Yoni Ziv
Yoni Ziv

Reputation: 176

How to load assemblies and invoke their methods without compiling in .NET Core

I have a .NET Core project that needs to receive a string which determines which authentication logic to use and then use it.

The authentication logic needs to be a DLL that sits in a directory and implements an interface. We should have the option to add more DLLs that implement the interface to the directory, without compiling the project.

.NET Framework has a perfect solution for that - MEF (Managed Extensibility Framework). Unfortunately, .NET Core only partially supports MEF (Doesn't support DirectoryCatalog, which is what allows scanning a directory and loading assemblies)

Is there a similar/better way to achieve this in .NET Core?

Upvotes: -1

Views: 661

Answers (2)

Vlad Radu
Vlad Radu

Reputation: 367

If anyone is stumbling on this, there is another way to add plugin capability to a .NET 5+ application.

This means using AssemblyLoadContext, which is better documented than MEF for .NET Core/.NET5+

Upvotes: 0

Yoni Ziv
Yoni Ziv

Reputation: 176

Since in .NET Framework I added the reference through the Assemblies tab, when I tried the same in .NET Core it wasn't there.

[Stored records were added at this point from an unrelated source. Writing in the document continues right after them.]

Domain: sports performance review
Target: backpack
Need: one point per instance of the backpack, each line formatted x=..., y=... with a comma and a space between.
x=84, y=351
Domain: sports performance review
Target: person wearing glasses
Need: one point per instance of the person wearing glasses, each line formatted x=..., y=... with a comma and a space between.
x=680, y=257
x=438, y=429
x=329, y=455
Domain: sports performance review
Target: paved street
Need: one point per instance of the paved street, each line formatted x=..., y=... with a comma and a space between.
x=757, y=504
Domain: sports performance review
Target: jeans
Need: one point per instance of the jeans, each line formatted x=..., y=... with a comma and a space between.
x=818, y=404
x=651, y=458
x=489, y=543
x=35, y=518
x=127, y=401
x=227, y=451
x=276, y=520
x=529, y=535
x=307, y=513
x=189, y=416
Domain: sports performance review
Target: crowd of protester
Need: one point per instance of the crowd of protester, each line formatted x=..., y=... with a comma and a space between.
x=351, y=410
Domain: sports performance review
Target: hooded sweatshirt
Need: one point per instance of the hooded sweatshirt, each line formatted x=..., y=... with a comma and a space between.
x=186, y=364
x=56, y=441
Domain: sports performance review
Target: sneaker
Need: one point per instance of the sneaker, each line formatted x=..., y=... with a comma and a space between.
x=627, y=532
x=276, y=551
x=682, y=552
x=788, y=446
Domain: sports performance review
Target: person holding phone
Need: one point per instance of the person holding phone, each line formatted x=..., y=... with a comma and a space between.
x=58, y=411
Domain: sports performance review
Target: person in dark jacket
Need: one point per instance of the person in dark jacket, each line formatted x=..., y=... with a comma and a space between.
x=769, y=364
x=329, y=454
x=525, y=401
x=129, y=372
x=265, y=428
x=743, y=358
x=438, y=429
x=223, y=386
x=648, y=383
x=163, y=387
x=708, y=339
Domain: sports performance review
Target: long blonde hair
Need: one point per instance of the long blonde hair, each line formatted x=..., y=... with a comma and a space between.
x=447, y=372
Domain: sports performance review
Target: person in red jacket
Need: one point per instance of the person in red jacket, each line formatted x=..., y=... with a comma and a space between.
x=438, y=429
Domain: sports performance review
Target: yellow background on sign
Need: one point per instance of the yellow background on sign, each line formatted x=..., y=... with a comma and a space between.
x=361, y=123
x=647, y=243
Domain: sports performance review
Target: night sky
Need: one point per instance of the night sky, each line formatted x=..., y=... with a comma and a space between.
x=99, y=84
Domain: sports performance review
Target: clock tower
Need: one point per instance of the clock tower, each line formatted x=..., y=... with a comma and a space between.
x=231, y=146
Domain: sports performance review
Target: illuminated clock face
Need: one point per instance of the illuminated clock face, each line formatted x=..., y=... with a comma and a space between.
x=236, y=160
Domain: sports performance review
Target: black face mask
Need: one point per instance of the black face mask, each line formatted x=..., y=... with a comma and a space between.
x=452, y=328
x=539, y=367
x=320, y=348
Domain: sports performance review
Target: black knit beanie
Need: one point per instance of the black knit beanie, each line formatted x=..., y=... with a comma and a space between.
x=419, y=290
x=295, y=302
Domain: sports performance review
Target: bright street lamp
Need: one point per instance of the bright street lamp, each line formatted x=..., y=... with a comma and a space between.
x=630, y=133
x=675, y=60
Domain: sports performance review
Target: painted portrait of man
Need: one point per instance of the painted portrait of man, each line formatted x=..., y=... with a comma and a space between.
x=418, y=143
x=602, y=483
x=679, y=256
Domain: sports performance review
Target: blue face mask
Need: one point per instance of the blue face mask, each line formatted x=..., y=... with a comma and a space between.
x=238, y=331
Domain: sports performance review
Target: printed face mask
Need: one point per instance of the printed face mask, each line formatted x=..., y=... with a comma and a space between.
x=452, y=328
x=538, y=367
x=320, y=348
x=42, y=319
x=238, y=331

Also I read a false/outdated article that claims it's not supported in .NET Core - I got the impression that it's not possible.

I figured I better look for a NuGet package that gives an alternative and found out you just had to install the NuGet for System.DirectoryCatalog.Composition and it works.

Here's the article:

https://www.tutorialspoint.com/dotnet_core/dotnet_core_managed_extensibility_framework.htm#:~:text=MEF%20is%20a%20library%20for,and%20is%20available%20wherever%20the%20.

Only System.Composition is ported, and System.ComponentModel.Composition is not available yet. This means, we don’t have the catalogs which can load types from assemblies in a directory.